- Born: Hans Hermann Herz 23 September 1908 Düsseldorf, Prussia, German Empire
- Died: 26 December 2005 (aged 97) Scarsdale, New York, United States
- Parent(s): Carl Herz Elizabeth

= John H. Herz =

American legal academic (1908–2005)

John H. Herz (born Hans Hermann Herz; 23 September 1908 – 26 December 2005) was an American scholar of international relations and law. He coined the concept of the security dilemma.

==Early life==
He was born in Düsseldorf, German Empire to Carl and Elizabeth Aschaffenburg Herz. In 1931, Herz chose Hans Kelsen as his doctoral supervisor at the University of Cologne. In 1935, he fled Germany because he was Jewish and emigrated to Switzerland where he received a diploma from the Graduate Institute of International Studies in Geneva in 1938. In 1938, he emigrated to the United States.

== Academic career ==
In the United States, he found a temporary position at Princeton University through the assistance of Abraham Flexner. In 1940, he also worked at Trinity College (Connecticut). In 1941 Ralph Bunche, who headed the Political Science department at Howard University, hired Herz.

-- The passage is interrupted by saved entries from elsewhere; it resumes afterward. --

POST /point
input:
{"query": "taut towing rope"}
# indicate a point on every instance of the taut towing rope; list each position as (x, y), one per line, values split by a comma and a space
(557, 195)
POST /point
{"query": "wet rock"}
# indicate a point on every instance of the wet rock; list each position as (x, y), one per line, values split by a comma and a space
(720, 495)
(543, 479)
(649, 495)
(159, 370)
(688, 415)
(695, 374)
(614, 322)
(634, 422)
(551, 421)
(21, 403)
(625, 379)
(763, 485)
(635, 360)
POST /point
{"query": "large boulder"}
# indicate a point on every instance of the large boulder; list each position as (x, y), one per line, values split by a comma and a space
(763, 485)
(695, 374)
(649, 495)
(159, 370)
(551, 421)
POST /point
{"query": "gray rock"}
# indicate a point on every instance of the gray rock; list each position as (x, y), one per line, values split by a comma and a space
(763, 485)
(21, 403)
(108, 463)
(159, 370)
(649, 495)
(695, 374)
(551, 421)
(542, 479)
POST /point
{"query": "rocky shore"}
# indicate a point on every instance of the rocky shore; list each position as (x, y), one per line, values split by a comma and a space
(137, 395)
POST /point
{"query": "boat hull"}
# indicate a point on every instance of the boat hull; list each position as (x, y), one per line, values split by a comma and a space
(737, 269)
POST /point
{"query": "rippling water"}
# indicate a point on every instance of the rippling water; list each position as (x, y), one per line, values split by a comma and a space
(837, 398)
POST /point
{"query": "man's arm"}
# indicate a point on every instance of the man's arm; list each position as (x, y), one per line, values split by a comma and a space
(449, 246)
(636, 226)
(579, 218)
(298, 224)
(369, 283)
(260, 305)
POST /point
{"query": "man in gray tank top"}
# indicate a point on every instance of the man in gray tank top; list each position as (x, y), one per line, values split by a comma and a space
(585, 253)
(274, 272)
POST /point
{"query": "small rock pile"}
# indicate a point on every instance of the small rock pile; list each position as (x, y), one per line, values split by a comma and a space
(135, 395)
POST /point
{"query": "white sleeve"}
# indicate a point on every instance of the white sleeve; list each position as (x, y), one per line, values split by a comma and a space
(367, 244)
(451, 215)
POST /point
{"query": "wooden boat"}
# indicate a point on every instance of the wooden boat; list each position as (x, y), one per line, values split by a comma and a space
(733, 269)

In 1942, Herz wrote that "Power competition among several units of a system eventually leads either to the predominance of one of them or to the establishment of a system where the political units balance each other, and thus can continue to exist side by side." Herz wrote that a "world government" was not utopian, but that the shift from a system of nation-states to one of world government would require "an ideological and spiritual revolution." After World War 2, he worked as a political analyst for the US State Department - he took part in the US delegation to the Nuremberg trials and also helped draw up a plan for democratizing the occupation zone in Germany.

In a 1950 article, Herz coined the concept of the security dilemma. While at Harvard University, Herz wrote Political Realism and Political Idealism, a book which the American Political Science Association awarded the Woodrow Wilson Prize in 1951. In the book, Herz criticizes "political idealism" for failing to grapple with the security dilemma. He crafts a theory of "Realist Liberalism." According to a 1952 review of the book, Herz's "approach to the problem of politics is... essentially psychological in character. Man, he thinks, is driven in his relations with other men by two contradictory impulses. Through fear of others he is impelled to seek security in a competitive struggle for power; through compassion for his fellow men, he regrets the sufferings thus entailed, and yearns for universal peace."

The following year, he joined City College of New York, where he taught International Relations until his retirement in 1979. Herz was one of a number of Jewish refugees from Germany who found positions in American universities and taught International Relations from a critical, Realist perspective. He wrote books and several influential articles.

He died in Scarsdale, New York on December 26, 2005, at the age of 97.

==Personal life==
Herz married Anne Klein (d. 2003) in 1941. They had a son, Stephen, in 1946.